Et le prophète Jérémie nous dit qu’à travers cette épreuve vécue dans la foi et l’espérance des choses ont bougé dans leur compréhension du mystère de Dieu. D’abord, le visage de Dieu apparaît plus clairement comme celui d’un père, aimant et présent aux côtés de ses enfants. La première lecture se conclut par cette révélation qui bouleverse notre relation avec le Seigneur : « je suis un père pour Israël ». Ensuite, le peuple d’Israël relisant cette expérience traumatisante de l’exil pourra dire a posteriori qu’elle lui a permis de grandir dans la foi : « qui sème dans les larmes, moissonne dans la joie ». Ainsi la joie manifestée n’est pas seulement la joie du retour, comme si on revenait en arrière, que l’on refermait une parenthèse douloureuse. Mais cette épreuve vécue dans la foi lui a permis de découvrir des réalités cachées et en particulier ce visage paternel et discret du Seigneur.
Le chemin de l’aveugle Bartimé dans la nuit de sa cécité symbolise ce cheminement de la foi à travers les épreuves qu’a connues le peuple d’Israël et aussi la nuit plus terrible encore de Jésus sur la croix. De même son cri de confiance vers Jésus symbolise cet élan de confiance qui touchera les entrailles de miséricorde du Père lorsque le peuple d’Israël demeurera fidèle dans l’exil et encore le cri de Jésus sur la croix, « en tes mains Seigneur, je remets mon esprit ». Et la lumière qui jaillit aux yeux de l’aveugle symbolise la joie du retour après l’exil et elle anticipe la lumière de Pâques qui resplendit encore aujourd’hui sur le visage du Christ et de l’Église.
L’histoire du peuple de Dieu, la vie de Jésus et les nôtres sont marqués par ces passages de l’ombre à la lumière, de la souffrance à la joie, de la mort à la vie, jusqu’au passage définitif à travers la mort corporelle pour la vie éternelle.
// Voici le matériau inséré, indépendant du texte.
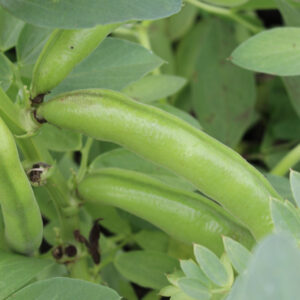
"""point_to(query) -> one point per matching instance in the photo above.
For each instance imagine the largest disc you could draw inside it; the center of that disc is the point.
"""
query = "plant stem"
(84, 159)
(227, 13)
(291, 159)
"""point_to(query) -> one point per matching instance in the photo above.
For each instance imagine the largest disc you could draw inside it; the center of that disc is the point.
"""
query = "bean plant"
(149, 149)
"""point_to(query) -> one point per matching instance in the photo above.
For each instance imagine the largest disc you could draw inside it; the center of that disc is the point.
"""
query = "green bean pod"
(185, 216)
(214, 168)
(22, 218)
(63, 50)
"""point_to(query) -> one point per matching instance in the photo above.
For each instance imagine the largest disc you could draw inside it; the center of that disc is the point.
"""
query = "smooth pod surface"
(185, 216)
(218, 171)
(22, 218)
(65, 49)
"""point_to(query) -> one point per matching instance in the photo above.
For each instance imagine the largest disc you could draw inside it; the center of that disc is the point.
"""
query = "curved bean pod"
(22, 218)
(65, 49)
(218, 171)
(185, 216)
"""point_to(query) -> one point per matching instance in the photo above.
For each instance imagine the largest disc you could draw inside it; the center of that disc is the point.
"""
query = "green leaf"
(273, 272)
(178, 25)
(57, 139)
(179, 113)
(30, 44)
(154, 240)
(192, 270)
(124, 159)
(10, 28)
(259, 53)
(88, 13)
(295, 186)
(67, 289)
(285, 218)
(154, 87)
(16, 271)
(146, 268)
(113, 65)
(211, 266)
(194, 288)
(237, 253)
(281, 185)
(223, 95)
(6, 73)
(228, 3)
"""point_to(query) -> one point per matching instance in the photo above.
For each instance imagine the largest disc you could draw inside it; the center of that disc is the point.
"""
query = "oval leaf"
(273, 51)
(146, 268)
(88, 13)
(67, 289)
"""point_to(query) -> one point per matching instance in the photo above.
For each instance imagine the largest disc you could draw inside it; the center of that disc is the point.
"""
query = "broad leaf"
(273, 272)
(192, 270)
(16, 271)
(113, 65)
(223, 95)
(67, 289)
(211, 266)
(295, 186)
(153, 88)
(6, 73)
(146, 268)
(10, 28)
(237, 253)
(88, 13)
(273, 51)
(194, 288)
(285, 217)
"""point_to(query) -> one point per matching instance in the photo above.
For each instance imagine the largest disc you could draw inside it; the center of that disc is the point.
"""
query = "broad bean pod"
(22, 218)
(63, 50)
(186, 216)
(218, 171)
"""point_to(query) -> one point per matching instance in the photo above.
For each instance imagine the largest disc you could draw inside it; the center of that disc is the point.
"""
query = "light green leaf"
(295, 186)
(154, 87)
(30, 44)
(273, 272)
(67, 289)
(228, 3)
(194, 288)
(223, 95)
(154, 240)
(179, 24)
(237, 253)
(285, 218)
(113, 65)
(192, 270)
(274, 51)
(57, 139)
(6, 73)
(88, 13)
(211, 266)
(124, 159)
(146, 268)
(10, 28)
(16, 271)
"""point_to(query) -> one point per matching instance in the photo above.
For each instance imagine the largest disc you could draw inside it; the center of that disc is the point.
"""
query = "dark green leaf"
(146, 268)
(67, 289)
(113, 65)
(88, 13)
(16, 271)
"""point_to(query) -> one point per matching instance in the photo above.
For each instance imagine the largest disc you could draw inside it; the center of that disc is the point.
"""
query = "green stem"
(227, 13)
(291, 159)
(84, 159)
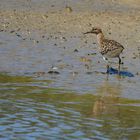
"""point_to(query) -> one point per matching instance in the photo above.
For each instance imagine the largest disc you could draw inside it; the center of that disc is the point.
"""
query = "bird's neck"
(100, 38)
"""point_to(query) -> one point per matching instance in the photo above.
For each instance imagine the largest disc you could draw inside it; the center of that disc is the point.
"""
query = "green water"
(29, 110)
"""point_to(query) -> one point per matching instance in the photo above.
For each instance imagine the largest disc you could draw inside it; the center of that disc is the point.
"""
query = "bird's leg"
(107, 66)
(119, 60)
(119, 65)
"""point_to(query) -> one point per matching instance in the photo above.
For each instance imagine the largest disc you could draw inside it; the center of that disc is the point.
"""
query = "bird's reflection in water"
(108, 97)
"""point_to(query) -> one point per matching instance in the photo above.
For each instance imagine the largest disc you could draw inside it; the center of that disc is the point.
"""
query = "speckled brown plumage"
(108, 48)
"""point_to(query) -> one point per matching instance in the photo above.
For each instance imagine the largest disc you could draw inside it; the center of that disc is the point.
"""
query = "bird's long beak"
(88, 32)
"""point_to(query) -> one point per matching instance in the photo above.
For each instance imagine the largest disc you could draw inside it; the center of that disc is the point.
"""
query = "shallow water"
(76, 99)
(32, 111)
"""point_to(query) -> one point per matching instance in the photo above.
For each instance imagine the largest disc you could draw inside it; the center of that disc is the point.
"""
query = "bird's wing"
(110, 45)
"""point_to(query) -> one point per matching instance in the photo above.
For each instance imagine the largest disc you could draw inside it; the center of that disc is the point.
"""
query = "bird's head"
(94, 31)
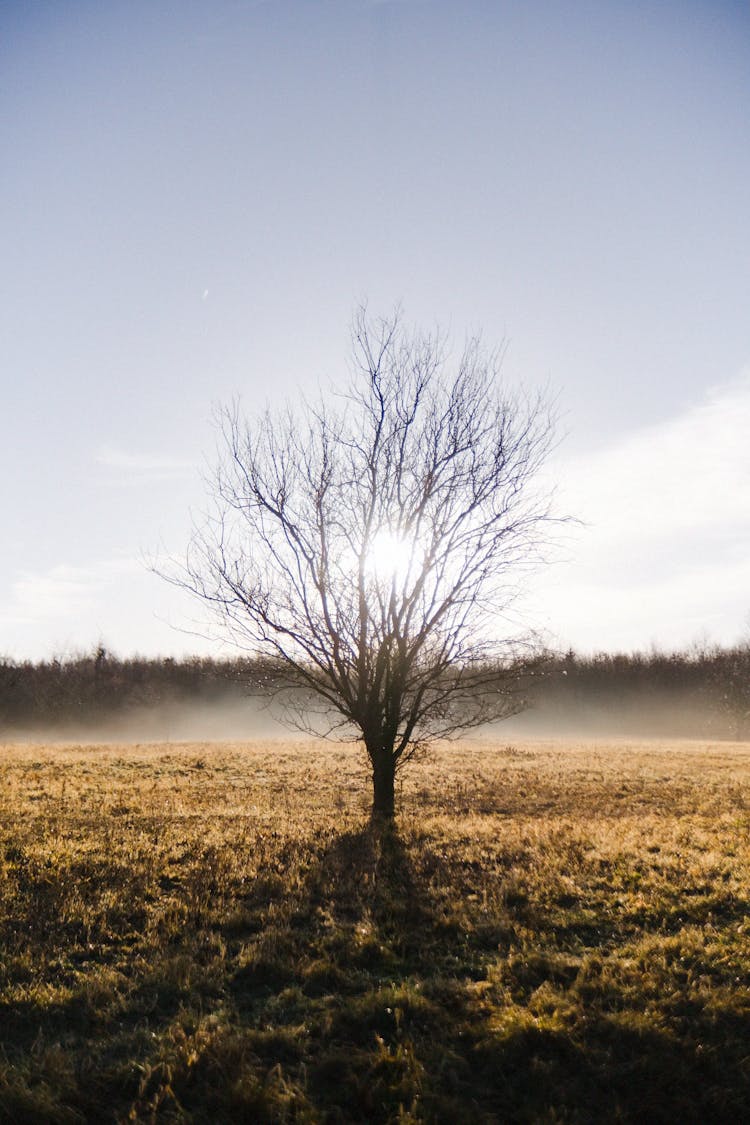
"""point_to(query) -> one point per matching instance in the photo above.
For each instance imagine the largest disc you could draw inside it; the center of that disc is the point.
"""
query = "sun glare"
(389, 556)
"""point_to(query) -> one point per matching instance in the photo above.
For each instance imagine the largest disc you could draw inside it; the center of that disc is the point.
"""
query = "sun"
(390, 557)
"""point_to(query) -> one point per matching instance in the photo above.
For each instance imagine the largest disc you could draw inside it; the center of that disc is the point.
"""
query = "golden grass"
(214, 933)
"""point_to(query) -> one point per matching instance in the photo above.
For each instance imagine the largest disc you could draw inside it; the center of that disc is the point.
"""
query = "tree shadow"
(392, 995)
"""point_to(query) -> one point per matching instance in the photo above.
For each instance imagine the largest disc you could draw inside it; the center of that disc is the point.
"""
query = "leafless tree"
(372, 542)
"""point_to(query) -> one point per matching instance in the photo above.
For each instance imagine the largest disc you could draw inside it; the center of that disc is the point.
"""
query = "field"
(213, 933)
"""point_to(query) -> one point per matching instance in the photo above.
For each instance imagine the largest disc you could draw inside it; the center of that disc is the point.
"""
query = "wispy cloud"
(665, 550)
(142, 467)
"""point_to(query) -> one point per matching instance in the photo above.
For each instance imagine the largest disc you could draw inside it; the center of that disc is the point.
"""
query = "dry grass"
(213, 933)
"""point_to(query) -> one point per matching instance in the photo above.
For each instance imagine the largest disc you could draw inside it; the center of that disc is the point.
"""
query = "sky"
(195, 198)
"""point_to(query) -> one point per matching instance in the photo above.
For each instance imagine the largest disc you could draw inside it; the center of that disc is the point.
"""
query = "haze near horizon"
(197, 197)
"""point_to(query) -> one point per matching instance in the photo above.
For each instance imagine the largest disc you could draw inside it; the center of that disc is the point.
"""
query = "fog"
(235, 719)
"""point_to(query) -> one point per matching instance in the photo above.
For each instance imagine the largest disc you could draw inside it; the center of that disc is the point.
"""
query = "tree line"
(91, 689)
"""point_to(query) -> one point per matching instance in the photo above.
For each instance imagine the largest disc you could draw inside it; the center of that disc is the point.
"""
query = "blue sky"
(196, 196)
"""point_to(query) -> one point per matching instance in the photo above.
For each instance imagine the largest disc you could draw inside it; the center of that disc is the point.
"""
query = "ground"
(554, 932)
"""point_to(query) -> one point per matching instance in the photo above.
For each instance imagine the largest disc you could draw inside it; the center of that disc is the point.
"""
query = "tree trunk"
(383, 776)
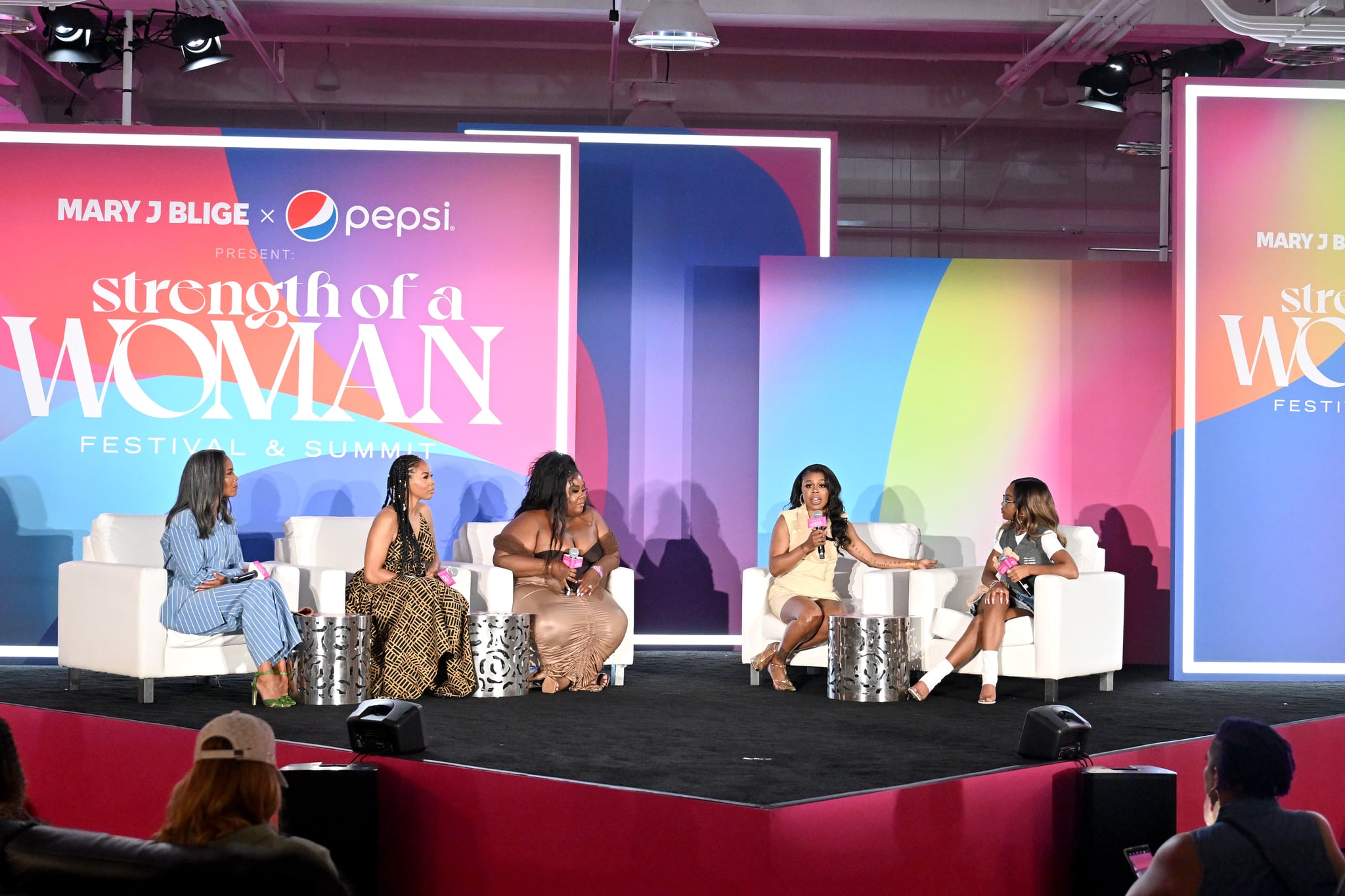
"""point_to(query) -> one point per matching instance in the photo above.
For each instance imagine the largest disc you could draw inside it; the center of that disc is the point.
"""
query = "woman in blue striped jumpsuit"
(202, 558)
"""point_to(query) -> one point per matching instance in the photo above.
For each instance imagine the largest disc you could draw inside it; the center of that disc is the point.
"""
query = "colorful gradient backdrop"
(929, 385)
(1266, 476)
(510, 253)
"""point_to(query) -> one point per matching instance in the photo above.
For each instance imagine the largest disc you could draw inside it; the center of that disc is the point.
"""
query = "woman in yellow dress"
(806, 543)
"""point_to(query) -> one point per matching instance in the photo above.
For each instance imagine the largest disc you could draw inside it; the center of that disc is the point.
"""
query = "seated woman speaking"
(802, 594)
(576, 621)
(204, 559)
(418, 640)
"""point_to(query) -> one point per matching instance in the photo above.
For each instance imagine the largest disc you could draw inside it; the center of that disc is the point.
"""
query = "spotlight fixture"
(200, 38)
(74, 34)
(15, 20)
(1106, 85)
(673, 26)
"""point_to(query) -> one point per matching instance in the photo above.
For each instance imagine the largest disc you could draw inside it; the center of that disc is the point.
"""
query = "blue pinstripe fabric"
(256, 608)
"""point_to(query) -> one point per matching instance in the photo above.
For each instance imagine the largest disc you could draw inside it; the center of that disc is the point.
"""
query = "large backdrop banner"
(1258, 422)
(927, 385)
(313, 305)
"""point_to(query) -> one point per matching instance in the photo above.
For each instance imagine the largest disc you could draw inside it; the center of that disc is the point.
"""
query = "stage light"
(15, 20)
(1211, 61)
(74, 34)
(1106, 85)
(673, 26)
(200, 38)
(1142, 135)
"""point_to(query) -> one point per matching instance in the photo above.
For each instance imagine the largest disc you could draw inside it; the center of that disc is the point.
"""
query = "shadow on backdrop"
(1125, 532)
(32, 559)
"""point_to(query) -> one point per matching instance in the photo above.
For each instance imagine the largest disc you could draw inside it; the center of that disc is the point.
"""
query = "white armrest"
(623, 591)
(1079, 624)
(757, 584)
(288, 578)
(110, 618)
(885, 593)
(487, 587)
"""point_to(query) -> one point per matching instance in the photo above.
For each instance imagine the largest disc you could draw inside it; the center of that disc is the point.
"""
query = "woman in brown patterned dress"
(418, 639)
(576, 621)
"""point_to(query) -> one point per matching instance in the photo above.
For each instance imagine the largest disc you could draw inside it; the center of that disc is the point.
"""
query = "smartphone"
(1139, 859)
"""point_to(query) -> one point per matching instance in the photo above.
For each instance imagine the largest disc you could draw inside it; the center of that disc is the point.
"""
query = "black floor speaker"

Ce que l’histoire sainte d’Israël et de l’Eglise, la vie de Jésus, et ce qu’a profondément compris Ste Thérèse de l’enfant Jésus et de la Sainte Face, ce sont que les nuits que nous traversons ne sont que des passages où nous avons à tenir la petite lumière de l’espérance en attendant l’illumination de la venue de notre Père, et à travers ces épreuves nous pouvons découvrir le vrai visage de Dieu.
Notre véritable appui, celui qui peut vaincre toutes les ténèbres n’est pas loin de nous, il passe là sur la route, il est à nos côtés discrètement. Comme l’aveugle à Jéricho, ne craignons pas, même si c’est pour la millième fois, de nous lever et de crier vers lui : « fils de David, aie pitié de moi ! ». La vie et la joie rejailliront si nous tenons dans l’espérance.